Microsoft has released a public version of its internal Attack Surface Analyzer tool, which helps organizations identify changes to a system’s attack surface as new applications are added. The tool has been in beta for a few months, but this is the first official release.
The Attack Surface Analyzer is part of the company’s own internal software and application security efforts. It’s part of Microsoft’s Security Development Lifecycle, and it’s meant to address the gaps in security that can arise when an organization installs new applications on a system. Even small changes on a system can lead to unanticipated consequences, including new vulnerabilities and weak spots where attackers might be able to slide in.
“Unlike many tools that analyze a system based on signatures or known vulnerabilities, Attack Surface Analyzer looks for classes of security weaknesses Microsoft has seen when applications are installed on the Windows operating system, and it highlights these as issues. The tool also gives an overview of changes to the system that Microsoft considers important to the security of the platform, and it highlights these changes in the attack surface report. Some of the checks performed by the tool include analysis of changed or newly added files, registry keys, services, Microsoft ActiveX controls, listening ports and other parameters that affect a computer’s attack surface,”Monty LaRue and Jimmie Lee of Microsoft said.

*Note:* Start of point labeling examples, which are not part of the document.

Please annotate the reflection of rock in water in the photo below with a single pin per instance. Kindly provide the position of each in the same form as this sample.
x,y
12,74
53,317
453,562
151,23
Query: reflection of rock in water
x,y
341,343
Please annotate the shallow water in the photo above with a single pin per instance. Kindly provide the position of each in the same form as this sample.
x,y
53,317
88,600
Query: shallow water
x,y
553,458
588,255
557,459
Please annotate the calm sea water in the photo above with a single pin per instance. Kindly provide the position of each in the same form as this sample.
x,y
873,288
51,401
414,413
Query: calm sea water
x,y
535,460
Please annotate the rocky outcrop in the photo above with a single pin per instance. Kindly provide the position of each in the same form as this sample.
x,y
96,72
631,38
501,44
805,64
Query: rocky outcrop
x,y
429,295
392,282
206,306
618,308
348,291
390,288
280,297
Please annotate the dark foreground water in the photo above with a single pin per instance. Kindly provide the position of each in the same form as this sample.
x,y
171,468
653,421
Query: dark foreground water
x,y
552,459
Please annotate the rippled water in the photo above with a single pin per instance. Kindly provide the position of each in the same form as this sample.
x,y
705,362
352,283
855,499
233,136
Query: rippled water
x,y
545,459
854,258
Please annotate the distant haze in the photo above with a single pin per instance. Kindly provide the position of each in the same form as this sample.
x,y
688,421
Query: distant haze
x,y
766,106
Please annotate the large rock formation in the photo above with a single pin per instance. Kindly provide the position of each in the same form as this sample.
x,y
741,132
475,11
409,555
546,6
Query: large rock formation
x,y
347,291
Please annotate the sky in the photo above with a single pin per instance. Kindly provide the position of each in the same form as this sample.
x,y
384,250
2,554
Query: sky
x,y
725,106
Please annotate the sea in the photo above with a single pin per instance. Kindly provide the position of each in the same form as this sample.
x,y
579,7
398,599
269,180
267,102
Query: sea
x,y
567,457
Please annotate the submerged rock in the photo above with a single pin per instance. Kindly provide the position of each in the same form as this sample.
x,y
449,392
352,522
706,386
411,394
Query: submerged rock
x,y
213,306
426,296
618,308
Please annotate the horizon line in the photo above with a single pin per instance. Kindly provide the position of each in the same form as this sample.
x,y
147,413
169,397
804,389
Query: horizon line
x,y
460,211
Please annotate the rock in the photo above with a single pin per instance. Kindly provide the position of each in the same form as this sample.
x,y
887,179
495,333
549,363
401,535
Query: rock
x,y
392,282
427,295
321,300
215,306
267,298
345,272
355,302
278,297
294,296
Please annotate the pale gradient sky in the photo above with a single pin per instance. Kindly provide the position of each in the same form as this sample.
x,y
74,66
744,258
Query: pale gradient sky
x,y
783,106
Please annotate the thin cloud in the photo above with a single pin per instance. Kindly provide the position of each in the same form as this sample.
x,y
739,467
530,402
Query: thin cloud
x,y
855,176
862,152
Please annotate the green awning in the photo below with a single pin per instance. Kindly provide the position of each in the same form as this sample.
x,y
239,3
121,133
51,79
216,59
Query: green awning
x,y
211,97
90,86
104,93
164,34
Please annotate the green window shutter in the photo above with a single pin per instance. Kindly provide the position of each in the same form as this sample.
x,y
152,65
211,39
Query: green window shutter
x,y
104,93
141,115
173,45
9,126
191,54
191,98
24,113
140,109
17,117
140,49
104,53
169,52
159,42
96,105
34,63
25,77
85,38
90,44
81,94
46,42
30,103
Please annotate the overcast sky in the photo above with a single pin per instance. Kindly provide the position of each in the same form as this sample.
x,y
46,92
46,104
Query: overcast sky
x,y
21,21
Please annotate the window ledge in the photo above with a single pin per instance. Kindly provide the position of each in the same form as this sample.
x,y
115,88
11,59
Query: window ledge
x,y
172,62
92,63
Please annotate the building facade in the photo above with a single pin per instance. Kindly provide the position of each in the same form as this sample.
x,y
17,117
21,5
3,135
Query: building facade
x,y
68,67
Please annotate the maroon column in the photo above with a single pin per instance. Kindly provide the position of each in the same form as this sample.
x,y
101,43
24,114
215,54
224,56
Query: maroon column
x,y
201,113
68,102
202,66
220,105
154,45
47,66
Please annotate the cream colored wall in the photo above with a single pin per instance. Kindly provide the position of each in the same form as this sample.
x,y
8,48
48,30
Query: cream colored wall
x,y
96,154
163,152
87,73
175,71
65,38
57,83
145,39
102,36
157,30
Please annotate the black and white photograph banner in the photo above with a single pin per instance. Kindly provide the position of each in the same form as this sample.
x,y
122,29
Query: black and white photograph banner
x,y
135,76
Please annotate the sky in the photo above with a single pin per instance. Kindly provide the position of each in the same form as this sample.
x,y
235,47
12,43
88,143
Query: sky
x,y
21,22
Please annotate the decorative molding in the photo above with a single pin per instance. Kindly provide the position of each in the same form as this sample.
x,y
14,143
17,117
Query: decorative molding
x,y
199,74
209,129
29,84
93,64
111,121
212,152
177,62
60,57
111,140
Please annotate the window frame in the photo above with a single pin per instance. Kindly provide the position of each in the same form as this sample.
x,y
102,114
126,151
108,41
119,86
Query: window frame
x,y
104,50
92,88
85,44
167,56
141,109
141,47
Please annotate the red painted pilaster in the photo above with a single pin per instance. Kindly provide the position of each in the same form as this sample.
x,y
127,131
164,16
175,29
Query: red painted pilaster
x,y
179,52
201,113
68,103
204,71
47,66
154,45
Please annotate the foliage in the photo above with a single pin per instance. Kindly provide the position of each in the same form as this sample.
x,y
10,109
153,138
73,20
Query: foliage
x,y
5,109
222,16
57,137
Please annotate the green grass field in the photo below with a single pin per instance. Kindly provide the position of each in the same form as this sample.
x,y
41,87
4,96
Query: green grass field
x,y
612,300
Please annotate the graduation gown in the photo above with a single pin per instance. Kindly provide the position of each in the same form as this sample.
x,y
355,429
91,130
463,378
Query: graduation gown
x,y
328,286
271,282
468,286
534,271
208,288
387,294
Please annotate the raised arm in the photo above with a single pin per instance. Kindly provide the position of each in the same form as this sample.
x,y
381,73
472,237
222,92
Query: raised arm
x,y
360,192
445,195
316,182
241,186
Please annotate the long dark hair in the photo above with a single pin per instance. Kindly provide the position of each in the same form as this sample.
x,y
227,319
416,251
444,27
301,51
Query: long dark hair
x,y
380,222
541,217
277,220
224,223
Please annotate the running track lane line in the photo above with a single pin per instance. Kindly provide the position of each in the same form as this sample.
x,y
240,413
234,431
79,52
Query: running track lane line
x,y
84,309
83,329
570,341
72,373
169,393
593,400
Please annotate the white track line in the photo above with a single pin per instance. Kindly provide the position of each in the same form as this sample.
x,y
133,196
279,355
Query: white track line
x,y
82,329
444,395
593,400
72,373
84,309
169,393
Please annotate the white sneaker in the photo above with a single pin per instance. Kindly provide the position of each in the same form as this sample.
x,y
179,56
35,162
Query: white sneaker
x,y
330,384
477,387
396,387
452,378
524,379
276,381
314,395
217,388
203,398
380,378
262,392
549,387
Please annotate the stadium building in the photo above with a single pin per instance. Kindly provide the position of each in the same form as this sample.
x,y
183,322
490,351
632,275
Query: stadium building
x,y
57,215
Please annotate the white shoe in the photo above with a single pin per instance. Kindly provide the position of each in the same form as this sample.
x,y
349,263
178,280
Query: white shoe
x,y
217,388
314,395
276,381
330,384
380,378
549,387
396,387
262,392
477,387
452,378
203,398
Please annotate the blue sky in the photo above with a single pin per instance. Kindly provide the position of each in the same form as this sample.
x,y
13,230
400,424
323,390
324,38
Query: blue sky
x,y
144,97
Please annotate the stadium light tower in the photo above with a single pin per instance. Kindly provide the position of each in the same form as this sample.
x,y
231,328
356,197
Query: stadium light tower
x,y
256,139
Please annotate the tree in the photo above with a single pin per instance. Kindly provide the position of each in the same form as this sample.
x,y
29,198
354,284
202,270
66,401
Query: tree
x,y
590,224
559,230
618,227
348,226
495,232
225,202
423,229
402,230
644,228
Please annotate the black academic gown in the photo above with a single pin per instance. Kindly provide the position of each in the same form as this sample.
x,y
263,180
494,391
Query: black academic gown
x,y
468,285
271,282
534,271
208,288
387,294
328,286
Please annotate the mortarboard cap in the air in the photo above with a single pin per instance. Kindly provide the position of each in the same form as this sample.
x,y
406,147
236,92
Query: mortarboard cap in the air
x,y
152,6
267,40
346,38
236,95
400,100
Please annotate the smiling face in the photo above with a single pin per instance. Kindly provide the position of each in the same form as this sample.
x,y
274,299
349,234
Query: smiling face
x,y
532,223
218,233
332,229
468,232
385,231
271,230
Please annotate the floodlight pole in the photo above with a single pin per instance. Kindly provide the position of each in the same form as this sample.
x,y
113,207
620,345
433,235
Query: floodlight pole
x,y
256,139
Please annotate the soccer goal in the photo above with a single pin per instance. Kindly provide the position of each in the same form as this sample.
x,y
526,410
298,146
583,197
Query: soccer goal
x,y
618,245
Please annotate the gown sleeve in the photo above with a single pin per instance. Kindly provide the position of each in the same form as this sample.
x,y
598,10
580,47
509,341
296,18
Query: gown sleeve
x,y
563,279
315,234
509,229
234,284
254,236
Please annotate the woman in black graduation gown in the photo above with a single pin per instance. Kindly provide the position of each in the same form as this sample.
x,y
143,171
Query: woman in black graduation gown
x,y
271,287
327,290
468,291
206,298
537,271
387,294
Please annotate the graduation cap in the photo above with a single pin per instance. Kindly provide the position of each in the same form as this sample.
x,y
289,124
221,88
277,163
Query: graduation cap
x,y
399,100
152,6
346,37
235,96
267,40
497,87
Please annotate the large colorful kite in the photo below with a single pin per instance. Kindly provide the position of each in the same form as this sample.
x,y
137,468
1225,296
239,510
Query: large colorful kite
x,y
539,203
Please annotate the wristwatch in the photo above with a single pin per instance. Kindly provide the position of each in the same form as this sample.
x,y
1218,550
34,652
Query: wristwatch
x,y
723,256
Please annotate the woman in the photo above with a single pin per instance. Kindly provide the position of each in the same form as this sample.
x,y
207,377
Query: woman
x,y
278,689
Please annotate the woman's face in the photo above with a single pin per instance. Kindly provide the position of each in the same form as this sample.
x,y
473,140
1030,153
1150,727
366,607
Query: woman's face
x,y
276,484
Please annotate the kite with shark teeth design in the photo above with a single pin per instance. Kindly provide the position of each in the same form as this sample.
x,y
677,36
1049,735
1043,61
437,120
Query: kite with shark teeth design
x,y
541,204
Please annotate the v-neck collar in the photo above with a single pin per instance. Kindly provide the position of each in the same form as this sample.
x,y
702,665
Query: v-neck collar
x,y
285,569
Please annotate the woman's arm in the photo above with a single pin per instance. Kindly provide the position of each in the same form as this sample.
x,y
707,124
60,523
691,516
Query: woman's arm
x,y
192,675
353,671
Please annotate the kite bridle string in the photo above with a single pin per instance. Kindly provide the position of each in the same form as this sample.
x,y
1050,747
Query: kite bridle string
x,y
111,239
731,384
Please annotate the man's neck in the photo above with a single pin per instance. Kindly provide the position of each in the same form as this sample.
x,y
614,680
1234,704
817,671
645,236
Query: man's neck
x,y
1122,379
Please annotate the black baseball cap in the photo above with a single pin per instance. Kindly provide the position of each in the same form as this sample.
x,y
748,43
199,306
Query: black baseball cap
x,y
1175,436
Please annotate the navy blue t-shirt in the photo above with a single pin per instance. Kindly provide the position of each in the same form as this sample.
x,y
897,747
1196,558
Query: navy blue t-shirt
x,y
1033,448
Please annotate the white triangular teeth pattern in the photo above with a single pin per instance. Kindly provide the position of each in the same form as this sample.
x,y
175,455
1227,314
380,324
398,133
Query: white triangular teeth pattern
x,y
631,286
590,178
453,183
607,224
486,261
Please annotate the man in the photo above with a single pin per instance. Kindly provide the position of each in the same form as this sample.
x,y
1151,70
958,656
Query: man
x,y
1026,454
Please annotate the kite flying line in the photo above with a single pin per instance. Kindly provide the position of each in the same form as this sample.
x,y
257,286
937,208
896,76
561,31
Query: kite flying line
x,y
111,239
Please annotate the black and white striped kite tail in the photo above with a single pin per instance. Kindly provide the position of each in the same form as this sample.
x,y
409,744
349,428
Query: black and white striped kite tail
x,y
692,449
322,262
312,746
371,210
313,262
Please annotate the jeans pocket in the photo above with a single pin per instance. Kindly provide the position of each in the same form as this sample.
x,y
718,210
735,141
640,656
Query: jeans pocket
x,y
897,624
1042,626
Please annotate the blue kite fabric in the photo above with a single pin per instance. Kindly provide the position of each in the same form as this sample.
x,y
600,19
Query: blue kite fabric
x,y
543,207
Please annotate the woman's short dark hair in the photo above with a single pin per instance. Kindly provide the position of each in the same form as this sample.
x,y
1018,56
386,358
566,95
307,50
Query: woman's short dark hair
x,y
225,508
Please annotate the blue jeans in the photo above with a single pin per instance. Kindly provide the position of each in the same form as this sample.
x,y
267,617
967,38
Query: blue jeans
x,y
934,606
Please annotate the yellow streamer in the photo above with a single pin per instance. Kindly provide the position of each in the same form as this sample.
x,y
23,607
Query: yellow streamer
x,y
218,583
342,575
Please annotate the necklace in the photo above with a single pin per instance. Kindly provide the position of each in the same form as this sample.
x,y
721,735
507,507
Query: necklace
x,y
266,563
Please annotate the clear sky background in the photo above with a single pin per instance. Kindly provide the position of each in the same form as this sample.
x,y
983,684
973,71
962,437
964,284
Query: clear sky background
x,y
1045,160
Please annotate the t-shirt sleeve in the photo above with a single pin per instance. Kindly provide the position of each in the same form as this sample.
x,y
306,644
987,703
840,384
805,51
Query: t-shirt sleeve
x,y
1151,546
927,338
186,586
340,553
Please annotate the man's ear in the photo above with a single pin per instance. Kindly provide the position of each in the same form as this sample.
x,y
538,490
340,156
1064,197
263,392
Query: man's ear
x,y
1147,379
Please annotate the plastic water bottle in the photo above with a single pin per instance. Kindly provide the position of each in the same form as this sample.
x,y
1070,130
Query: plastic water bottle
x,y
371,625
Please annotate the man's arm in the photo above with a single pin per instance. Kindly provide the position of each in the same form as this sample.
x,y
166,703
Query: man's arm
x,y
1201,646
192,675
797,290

Attack Surface Analyzer isn’t just meant for security professionals or even IT staffs. Microsoft says the tool also can be of use to developers who can see how the code that they’re writing will affect the security of a system. That’s not often something that’s possible for developers during the process of writing an application.
The new version of Attack Surface Analyzer includes both a GUI and a command line interface.
“The tool has a stand-alone wizard to help guide users through the scanning and analysis process; a command-line version supports automation and older versions of Windows, and assists IT professionals as they integrate the tool with existing enterprise management tools,” LaRue and Lee said.